On Compliance: Fraud costs and controls

Since internal fraud losses are not slowing down, credit unions will need to demonstrate to examiners that they have an adequate prevention program in place.

Financial loss due to internal fraud continues to be a problem despite increased examiner focus on the issue in 2017. According to the National Credit Union Administration’s NCUA Report, from 2012 to September 2016, fraud-related losses cost the National Credit Union Share Insurance Fund $146.8 million. It is no surprise that internal controls and fraud prevention are among NCUA’s supervisory priorities for 2018.

NCUA Prohibition Orders were issued in 11 of the 12 months of 2017, prohibiting 46 individuals across 24 states from participating in the affairs of any federally insured financial institution. These individuals pleaded guilty to such crimes as mail fraud, grand theft, misappropriation of funds, bank fraud, money laundering, racketeering and embezzlement.

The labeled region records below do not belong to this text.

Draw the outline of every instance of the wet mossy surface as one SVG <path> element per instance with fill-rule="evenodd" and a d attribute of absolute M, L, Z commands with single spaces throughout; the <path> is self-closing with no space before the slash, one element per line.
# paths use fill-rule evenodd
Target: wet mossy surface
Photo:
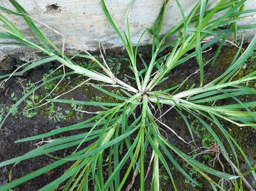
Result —
<path fill-rule="evenodd" d="M 144 55 L 146 61 L 149 61 L 150 57 L 147 57 L 147 55 L 149 56 L 150 55 L 149 48 L 146 47 L 142 47 L 142 48 L 144 48 L 145 49 L 142 51 L 140 53 Z M 204 54 L 203 56 L 205 62 L 207 62 L 207 61 L 214 56 L 214 52 L 217 48 L 217 46 L 214 46 L 212 48 L 212 51 Z M 212 67 L 211 66 L 211 62 L 206 65 L 205 67 L 205 83 L 210 82 L 225 70 L 233 60 L 237 50 L 238 48 L 237 47 L 224 47 L 220 53 L 219 58 L 217 59 L 214 65 Z M 96 54 L 98 54 L 97 52 L 95 52 L 94 53 Z M 107 50 L 107 55 L 108 55 L 109 63 L 112 63 L 112 68 L 114 69 L 115 75 L 120 79 L 125 80 L 126 83 L 130 84 L 131 86 L 135 86 L 134 82 L 127 76 L 131 75 L 131 73 L 129 72 L 130 71 L 129 69 L 129 62 L 125 59 L 125 58 L 127 57 L 127 55 L 119 49 Z M 117 55 L 118 56 L 117 56 Z M 100 58 L 99 58 L 99 59 L 100 59 Z M 112 61 L 112 62 L 110 61 Z M 92 68 L 96 71 L 100 69 L 97 66 L 91 65 L 91 63 L 90 62 L 90 60 L 79 59 L 76 60 L 76 61 L 78 62 L 79 64 L 81 65 L 81 66 L 90 67 L 91 69 Z M 143 67 L 143 64 L 139 59 L 138 59 L 138 61 L 139 68 L 142 68 Z M 15 61 L 14 61 L 14 62 L 15 62 Z M 14 65 L 14 67 L 15 67 L 16 65 L 17 65 L 17 63 Z M 0 99 L 0 119 L 1 119 L 1 114 L 3 114 L 2 115 L 2 117 L 3 117 L 3 116 L 6 114 L 7 109 L 9 108 L 7 107 L 10 107 L 11 105 L 14 104 L 16 98 L 20 98 L 24 94 L 23 93 L 26 87 L 29 86 L 32 86 L 33 83 L 35 83 L 35 82 L 43 78 L 44 74 L 49 74 L 49 73 L 50 73 L 49 70 L 50 69 L 55 69 L 57 66 L 57 63 L 54 62 L 51 63 L 45 67 L 38 68 L 30 72 L 28 74 L 26 74 L 26 76 L 18 77 L 15 77 L 11 79 L 7 82 L 5 86 L 5 89 L 0 90 L 1 97 Z M 169 77 L 169 79 L 159 84 L 157 88 L 158 89 L 163 90 L 177 85 L 198 69 L 198 67 L 196 58 L 193 58 L 172 70 L 168 74 L 168 76 Z M 256 57 L 252 56 L 246 61 L 246 63 L 242 66 L 239 72 L 233 77 L 234 79 L 244 76 L 255 70 Z M 11 70 L 10 70 L 9 72 L 11 71 Z M 98 71 L 99 70 L 98 70 Z M 5 70 L 4 72 L 1 71 L 0 72 L 2 74 L 6 72 Z M 58 74 L 59 74 L 62 73 L 62 71 L 60 69 L 59 70 L 58 72 L 59 73 Z M 57 74 L 58 74 L 58 73 L 55 75 Z M 179 90 L 179 91 L 188 89 L 193 87 L 198 86 L 199 75 L 199 73 L 197 73 L 190 77 L 183 87 Z M 26 81 L 23 81 L 25 80 Z M 83 82 L 85 80 L 85 78 L 78 76 L 71 76 L 69 79 L 63 80 L 49 98 L 52 98 L 54 97 L 54 96 L 59 95 L 63 90 L 68 91 L 71 89 L 72 87 Z M 29 81 L 31 81 L 31 83 L 30 83 Z M 91 82 L 93 83 L 96 83 L 96 82 L 92 81 Z M 33 102 L 37 103 L 41 99 L 47 96 L 48 94 L 51 91 L 51 89 L 55 87 L 58 81 L 56 81 L 54 83 L 52 83 L 43 87 L 42 89 L 37 91 L 33 97 L 30 97 L 26 100 L 25 102 L 21 104 L 21 107 L 18 110 L 18 112 L 22 111 L 24 108 L 28 107 L 28 105 L 29 105 L 29 104 L 31 104 L 31 105 L 29 105 L 30 107 L 35 106 Z M 68 84 L 68 86 L 67 86 Z M 104 84 L 100 83 L 99 85 L 104 86 Z M 255 84 L 252 83 L 248 83 L 246 85 L 248 87 L 255 88 Z M 108 91 L 113 94 L 118 95 L 124 95 L 122 92 L 118 90 L 118 88 L 105 86 L 102 86 L 102 87 L 106 88 Z M 14 96 L 12 96 L 12 94 L 14 95 Z M 72 93 L 63 95 L 62 98 L 64 99 L 73 98 L 76 100 L 92 101 L 96 102 L 112 103 L 119 103 L 120 102 L 119 100 L 104 94 L 100 91 L 96 89 L 93 88 L 91 84 L 84 84 L 76 89 Z M 239 97 L 239 98 L 244 102 L 254 101 L 256 100 L 255 96 L 250 95 L 242 96 Z M 30 102 L 29 104 L 26 102 L 26 101 L 30 101 L 32 102 L 32 103 Z M 234 103 L 234 102 L 233 101 L 224 101 L 221 103 L 230 104 Z M 28 108 L 29 108 L 30 107 L 28 107 Z M 58 108 L 61 109 L 58 110 Z M 169 108 L 167 107 L 164 106 L 162 108 L 162 112 L 167 111 L 168 109 Z M 59 128 L 60 127 L 64 127 L 68 125 L 75 124 L 93 116 L 92 114 L 82 113 L 78 111 L 78 110 L 95 112 L 100 110 L 100 109 L 101 108 L 100 107 L 93 106 L 79 107 L 78 105 L 70 105 L 65 104 L 56 103 L 53 105 L 48 104 L 44 105 L 37 109 L 31 110 L 30 113 L 32 113 L 32 114 L 29 113 L 28 114 L 27 114 L 26 116 L 22 114 L 16 115 L 18 112 L 16 114 L 14 114 L 15 115 L 10 117 L 8 119 L 6 122 L 5 123 L 4 126 L 0 131 L 0 135 L 1 135 L 0 138 L 0 161 L 3 161 L 23 154 L 31 149 L 35 148 L 35 146 L 34 144 L 37 143 L 36 141 L 34 141 L 17 144 L 13 143 L 15 140 L 22 138 L 46 132 L 56 129 L 56 128 Z M 2 113 L 1 110 L 3 110 Z M 252 108 L 252 110 L 255 111 L 255 108 Z M 57 112 L 56 112 L 56 111 L 57 111 Z M 33 114 L 33 112 L 34 113 Z M 30 115 L 32 115 L 32 116 L 31 117 L 30 117 Z M 49 119 L 49 117 L 51 118 L 51 119 Z M 184 138 L 186 141 L 188 142 L 191 140 L 190 134 L 185 123 L 184 123 L 182 119 L 179 118 L 179 116 L 175 112 L 172 111 L 168 112 L 163 117 L 162 120 L 169 126 L 171 126 L 179 136 Z M 255 130 L 251 127 L 238 127 L 226 121 L 220 121 L 220 122 L 224 128 L 228 131 L 230 135 L 237 142 L 238 144 L 240 145 L 252 164 L 255 164 L 256 162 L 256 156 L 255 154 L 256 152 L 256 133 Z M 212 143 L 212 139 L 211 138 L 211 135 L 207 135 L 207 132 L 204 129 L 203 126 L 200 125 L 198 122 L 195 121 L 194 118 L 191 117 L 190 118 L 190 123 L 191 125 L 194 127 L 193 132 L 194 134 L 195 141 L 197 144 L 198 144 L 199 146 L 210 146 L 213 143 Z M 226 141 L 225 136 L 221 133 L 218 128 L 214 125 L 212 125 L 211 127 L 215 131 L 216 133 L 223 142 L 225 147 L 229 148 L 228 143 Z M 165 136 L 166 135 L 166 136 L 167 136 L 167 138 L 171 143 L 173 144 L 174 146 L 184 152 L 188 153 L 194 148 L 181 142 L 177 137 L 170 131 L 168 131 L 167 129 L 165 129 L 164 128 L 163 128 L 163 131 L 162 132 L 163 135 L 165 135 Z M 81 132 L 84 131 L 82 131 Z M 62 134 L 61 136 L 66 136 L 75 133 L 77 133 L 78 132 L 66 132 Z M 55 137 L 51 137 L 51 139 L 54 138 Z M 71 148 L 70 149 L 67 149 L 65 151 L 60 151 L 55 153 L 55 154 L 56 155 L 55 155 L 62 157 L 63 155 L 72 153 L 72 148 Z M 230 148 L 227 148 L 227 151 L 229 153 L 232 152 Z M 212 189 L 211 185 L 201 175 L 195 173 L 192 168 L 190 168 L 189 166 L 186 166 L 184 161 L 179 159 L 177 155 L 171 151 L 170 151 L 170 152 L 173 154 L 173 157 L 177 160 L 180 166 L 184 167 L 185 171 L 199 183 L 197 186 L 193 185 L 193 184 L 186 180 L 184 176 L 173 166 L 172 164 L 170 162 L 169 165 L 170 169 L 172 170 L 172 175 L 177 186 L 178 188 L 180 188 L 180 189 L 179 189 L 179 190 L 208 190 Z M 151 153 L 151 150 L 149 149 L 145 157 L 145 168 L 147 168 L 150 164 L 150 154 Z M 248 167 L 246 164 L 244 162 L 242 155 L 239 153 L 239 151 L 237 151 L 237 153 L 239 161 L 241 162 L 241 168 L 244 172 L 246 172 L 248 169 Z M 213 157 L 214 157 L 214 154 L 208 155 L 202 154 L 197 158 L 197 159 L 208 165 L 208 162 L 209 160 Z M 233 155 L 231 155 L 231 157 L 233 159 Z M 167 161 L 169 161 L 166 156 L 165 156 L 165 158 Z M 223 157 L 221 157 L 220 159 L 225 164 L 225 172 L 231 173 L 230 167 L 227 165 L 227 162 L 225 162 Z M 45 166 L 46 164 L 52 162 L 53 161 L 54 159 L 49 157 L 42 155 L 37 157 L 35 159 L 21 162 L 14 168 L 12 178 L 15 179 L 18 177 L 20 177 L 22 175 L 24 175 L 31 172 L 32 170 L 35 170 L 39 167 Z M 52 173 L 49 173 L 49 174 L 45 174 L 41 176 L 41 178 L 35 178 L 26 183 L 23 183 L 22 185 L 18 186 L 15 188 L 15 190 L 37 190 L 47 183 L 50 182 L 59 176 L 70 165 L 70 164 L 68 164 L 66 165 L 64 165 L 54 170 Z M 172 183 L 168 174 L 164 170 L 164 168 L 161 164 L 160 164 L 160 186 L 161 189 L 163 190 L 173 190 Z M 6 183 L 6 181 L 8 181 L 8 172 L 11 167 L 11 166 L 10 166 L 5 167 L 0 173 L 0 181 L 1 181 L 0 182 L 0 184 Z M 216 162 L 214 168 L 220 171 L 222 170 L 221 166 L 217 162 Z M 151 171 L 149 174 L 147 179 L 146 180 L 145 189 L 150 187 L 150 180 L 151 177 L 152 172 Z M 218 179 L 217 178 L 211 177 L 213 178 L 214 180 L 218 182 Z M 246 176 L 246 178 L 252 185 L 255 186 L 256 183 L 253 181 L 251 176 Z M 131 182 L 131 180 L 132 176 L 129 176 L 125 186 L 127 186 Z M 92 182 L 91 183 L 92 183 Z M 227 186 L 228 186 L 228 185 Z M 137 178 L 131 190 L 138 190 L 139 187 L 139 179 Z"/>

The total restitution amount published in the prohibition orders for 2017 totaled $39,494,437.60. This amount is larger than the asset size of 2,344 of the 5,757 credit unions in the United States as of the third quarter of 2017, which represents just over 40 percent of the total number of credit unions, according to the Credit Union National Association’s “U.S. Credit Union Profile, Third Quarter 2017.”